Mehr als 125.000 Ortsnamen für Valencia

Symbolfoto: Dient der Illustration und ist nicht zwingend orts- oder personengebunden.

Benidorm

Mehr als 125.000 Ortsnamen für Valencia

von Clara Weber

Ein titanisches Projekt für die Kultur

Stellen Sie sich vor, Sie könnten die Landschaft Ihrer Region nicht nur sehen, sondern auch ihre Geschichte hören. Genau das tun Ortsnamen: Sie sind lebendige Archive der kollektiven Erinnerung und kulturellen Identität. Die Valencianische Sprachakademie (AVL) hat nun ein monumentales Werkzeug vorgestellt, das diesen Schatz systematisch erschließt: den neuen Nomenclàtor Toponímic Valencià. Die digitale Plattform macht über 125.000 normierte und georeferenzierte Ortsnamen der Region öffentlich zugänglich.

Nach mehr als zwei Jahren Arbeit und unter Beteiligung von über tausend Personen – von akademischen Experten bis hin zu lokalen Landwirten und Fischern – ist das Verzeichnis nun online. Es löst das letzte große Corpus aus dem Jahr 2009 mit 50.000 Einträgen ab und verdoppelt diese Zahl mehr als. Mit einer Dichte von 5,4 normierten Toponymen pro Quadratkilometer führt es, wie die AVL betont, das Ranking aller offiziellen Namensverzeichnisse in Spanien an.

Mehr als nur Namen: Normierung und Praxis

Das Projekt hat eine klare doppelte Ausrichtung: Es ist normativ und praktisch. Die erfassten Toponyme sind offiziell und damit verbindlich für die öffentliche Beschilderung, amtliche Kartografie und Verwaltungsdokumente. Die Akademie fordert die Gemeinden nun ausdrücklich auf, nicht normierte Schreibweisen entsprechend anzupassen.

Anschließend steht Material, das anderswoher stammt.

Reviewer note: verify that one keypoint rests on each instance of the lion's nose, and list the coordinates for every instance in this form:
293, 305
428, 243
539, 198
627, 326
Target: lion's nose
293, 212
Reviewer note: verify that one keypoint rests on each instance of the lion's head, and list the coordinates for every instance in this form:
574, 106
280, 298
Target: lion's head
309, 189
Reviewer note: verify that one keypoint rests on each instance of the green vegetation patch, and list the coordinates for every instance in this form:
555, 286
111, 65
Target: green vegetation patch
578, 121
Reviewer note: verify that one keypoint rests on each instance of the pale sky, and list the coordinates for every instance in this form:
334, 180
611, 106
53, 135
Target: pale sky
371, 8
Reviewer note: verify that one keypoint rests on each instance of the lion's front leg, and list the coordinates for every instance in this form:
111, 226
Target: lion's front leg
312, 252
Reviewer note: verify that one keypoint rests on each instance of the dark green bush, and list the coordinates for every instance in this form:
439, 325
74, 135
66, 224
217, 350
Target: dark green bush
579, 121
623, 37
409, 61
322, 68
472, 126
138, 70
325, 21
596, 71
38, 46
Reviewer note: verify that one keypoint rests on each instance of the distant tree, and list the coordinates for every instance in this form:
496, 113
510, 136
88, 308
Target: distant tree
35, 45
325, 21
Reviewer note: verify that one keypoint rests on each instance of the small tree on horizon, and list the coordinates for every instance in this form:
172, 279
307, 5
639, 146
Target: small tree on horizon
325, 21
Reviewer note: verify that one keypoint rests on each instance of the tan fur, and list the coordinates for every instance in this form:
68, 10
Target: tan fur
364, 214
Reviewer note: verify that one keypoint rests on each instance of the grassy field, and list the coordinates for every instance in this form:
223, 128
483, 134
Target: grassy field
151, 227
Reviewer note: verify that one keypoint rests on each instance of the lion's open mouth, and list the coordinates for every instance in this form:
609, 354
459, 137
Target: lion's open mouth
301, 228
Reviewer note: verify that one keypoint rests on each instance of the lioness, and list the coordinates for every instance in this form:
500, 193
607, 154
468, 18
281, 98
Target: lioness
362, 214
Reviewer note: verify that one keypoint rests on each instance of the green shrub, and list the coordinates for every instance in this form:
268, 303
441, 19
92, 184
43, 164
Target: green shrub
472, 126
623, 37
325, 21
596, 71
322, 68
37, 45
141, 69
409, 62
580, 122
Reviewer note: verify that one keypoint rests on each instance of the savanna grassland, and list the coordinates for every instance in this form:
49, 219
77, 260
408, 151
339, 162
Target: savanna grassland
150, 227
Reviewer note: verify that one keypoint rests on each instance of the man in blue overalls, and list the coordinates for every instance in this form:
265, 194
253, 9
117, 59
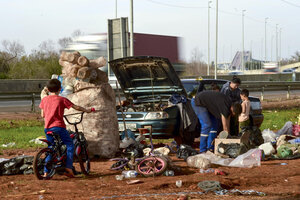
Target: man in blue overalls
210, 106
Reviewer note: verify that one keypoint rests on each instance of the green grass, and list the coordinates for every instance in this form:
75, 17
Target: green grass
275, 119
21, 136
22, 131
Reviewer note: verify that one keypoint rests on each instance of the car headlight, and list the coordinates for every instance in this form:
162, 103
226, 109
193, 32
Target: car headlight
157, 115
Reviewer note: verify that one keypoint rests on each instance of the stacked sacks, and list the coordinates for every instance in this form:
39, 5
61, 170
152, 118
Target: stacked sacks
90, 88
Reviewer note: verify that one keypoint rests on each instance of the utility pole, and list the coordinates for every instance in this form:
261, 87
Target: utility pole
277, 43
208, 39
243, 42
131, 31
272, 48
216, 59
279, 46
266, 38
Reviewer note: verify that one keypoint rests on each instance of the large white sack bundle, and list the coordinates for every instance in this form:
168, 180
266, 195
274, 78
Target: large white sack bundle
101, 127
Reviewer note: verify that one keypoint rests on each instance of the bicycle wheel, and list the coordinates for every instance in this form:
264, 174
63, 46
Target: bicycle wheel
84, 161
40, 163
151, 166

Gleichzeitig ist der Nomenclàtor als Service für die Öffentlichkeit konzipiert. Journalisten, die eine Route planen, Lokalhistoriker auf Spurensuche oder Programmierer, die eine App entwickeln wollen – sie alle finden hier eine verlässliche Grundlage. Die Benutzeroberfläche ist an das bekannte Valencianische Normwörterbuch angelehnt und bietet sowohl einfache als auch erweiterte Suchfunktionen. Nutzer können nach Ortsteilen, Sprache, Gemeinde oder Toponym-Typ filtern und sogar historische Dokumentation einsehen oder eigene Vorschläge einreichen.

Die Sprache der Landschaft: Einblicke und Herausforderungen

Hinter den nackten Zahlen steckt eine immense linguistische Kleinarbeit. Die Onomastik-Sektion der AVL hat jeden der 125.000 Einträge „eins zu eins“ lemmatisiert, also in seine Grundform zerlegt und von bestimmten Artikeln befreit. Dies ergab 17.237 Lemmata im valencianischsprachigen und 10.861 im überwiegend spanischsprachigen Gebiet der Region.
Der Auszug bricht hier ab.